Numa 2ª etapa, a partir de julho, a Fiocruz assumiu a responsabilidade de produzir o princípio ativo da vacina localmente, garantindo o resto das doses necessárias, e a total independência do Brasil. Para tanto, assumiu o encargo de construir e certificar novas fábricas, comprar os frascos e tudo que for necessário para entregar as doses de vacina para o Ministério da Saúde.


A escolha de colocar todas as fichas na vacina da AstraZeneca/Oxford foi uma decisão arriscada, que parecia ter encontrado obstáculos quando saíram os resultados das primeiras três vacinas.
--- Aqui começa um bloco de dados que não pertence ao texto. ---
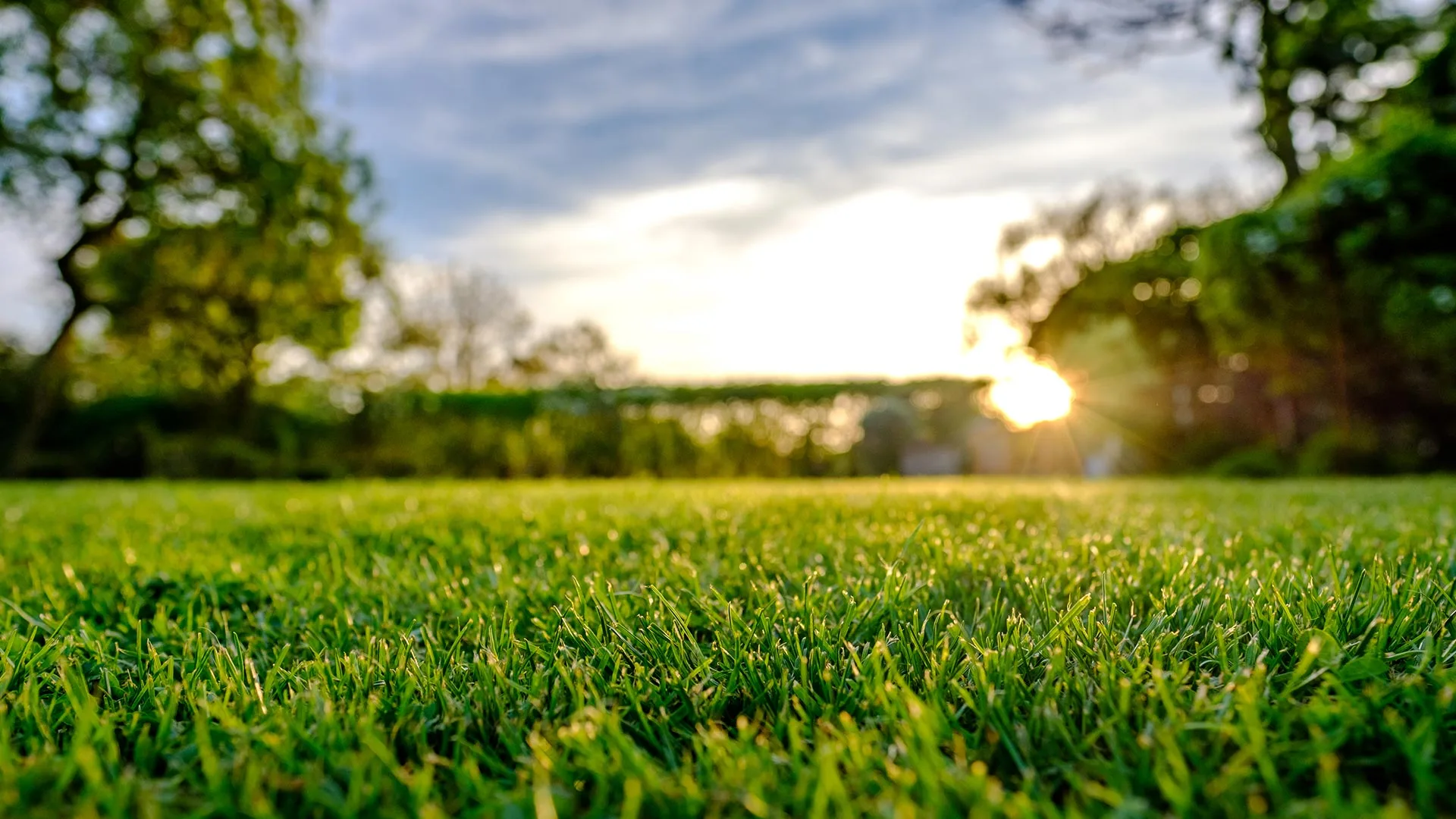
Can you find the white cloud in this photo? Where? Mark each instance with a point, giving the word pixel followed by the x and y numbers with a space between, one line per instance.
pixel 742 278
As vacinas da Pfizer e Moderna apresentaram eficácia maior, 95%, quando comparada à eficácia de 70%, em média, da vacina da AstraZeneca. Algumas falhas no estudo de fase 3 me levaram a imaginar que talvez demorasse para alguma agência regulatória aprovar a vacina. Errei.
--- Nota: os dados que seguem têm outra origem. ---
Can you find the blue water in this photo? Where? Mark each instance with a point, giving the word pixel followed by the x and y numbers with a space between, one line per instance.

O fato é que a Inglaterra analisou os dados apresentados pela AstraZeneca e concedeu licença emergencial. Argentina e Índia, o mesmo. O governo inglês já está recebendo as doses que comprou, embaladinhas e prontas para uso na semana que vem. Significa que a AstraZeneca tem dossiê que foi entregue aos governos inglês, argentino e indiano e foi aprovado. A cadeia de comando não entregou o dossiê (Fiocruz) e tampouco examinou o dossiê (Anvisa). Se isso já ocorreu na Argentina e na Índia, por que ainda não no Brasil? O prazo para a Fiocruz entregar o pedido à Anvisa é 15 de janeiro. E a Fiocruz pretende entregar as primeiras doses ao Ministério da Saúde em 16 de fevereiro. Um mês e meio depois da Inglaterra receber doses prontas da AstraZeneca, e um mês após a entrega pela AstraZeneca do princípio ativo para a Fiocruz (previsto para 9 de janeiro). Será que as fábricas não ficaram prontas? Não foram certificadas? Faltam frascos? Não sabemos.
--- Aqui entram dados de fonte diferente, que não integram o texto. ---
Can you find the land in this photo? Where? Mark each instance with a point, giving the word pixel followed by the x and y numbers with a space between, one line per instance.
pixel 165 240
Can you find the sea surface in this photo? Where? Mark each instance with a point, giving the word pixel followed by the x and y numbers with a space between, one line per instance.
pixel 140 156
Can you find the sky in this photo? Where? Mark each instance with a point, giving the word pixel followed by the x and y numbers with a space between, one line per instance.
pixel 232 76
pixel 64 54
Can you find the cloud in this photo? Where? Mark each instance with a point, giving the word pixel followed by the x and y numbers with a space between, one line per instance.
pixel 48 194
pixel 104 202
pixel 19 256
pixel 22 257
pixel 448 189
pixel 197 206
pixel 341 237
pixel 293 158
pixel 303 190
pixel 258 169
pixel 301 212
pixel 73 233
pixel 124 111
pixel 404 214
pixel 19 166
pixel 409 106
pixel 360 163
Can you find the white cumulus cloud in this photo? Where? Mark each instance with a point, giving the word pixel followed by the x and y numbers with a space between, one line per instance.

Mais cedo ou mais tarde, a Fiocruz vai entregar as primeiras doses, 3,5 milhões, mas o ritmo da entrega ao longo dos meses seguintes ainda é desconhecido e não sabemos que fração da população a cadeia de comando planeja vacinar a cada dia. Para vacinar a população ainda em 2021, é preciso inocular aproximadamente 500 mil pessoas por dia. Lembre desse número e verifique o progresso a cada dia.


O ritmo de vacinação depende do ministério. O Programa Nacional de Imunização (PNI) é federal, e nossa sorte é que a vacina da AstraZeneca não precisa de condições especiais de transporte e armazenamento e, portanto, se encaixa como luva no PNI. Não há desculpa para a vacinação não ser iniciada rapidamente e executada com velocidade. Se não houver vacina suficiente, se faltarem seringas, se o controle de quem foi vacinado falhar, se não chegar aos rincões do Brasil, não existe desculpa. Bolsonaro optou por instalar um sistema de comando e controle, tipicamente usado por militares em operações de guerra. Podemos até argumentar que a luta contra o SARS-CoV-2 é uma guerra, mas nos sistemas militares o general dá as ordens, os outros devem obedecer sem questionar, como confirmou ao vivo e em cores o general que é nosso ministro da Saúde.


O que não devemos esquecer é que num sistema onde as ordens são emitidas por um único líder e seguidas por todos os outros, a responsabilidade pelo sucesso ou fracasso recai unicamente sobre o comandante. Qual for o resultado do programa de vacinação em 2021, é bom lembrar que a responsabilidade a partir de agora é de Bolsonaro. Acabou o espaço para desculpas.




Qual for o resultado em 2021 da vacinação, a responsabilidade agora é de Bolsonaro.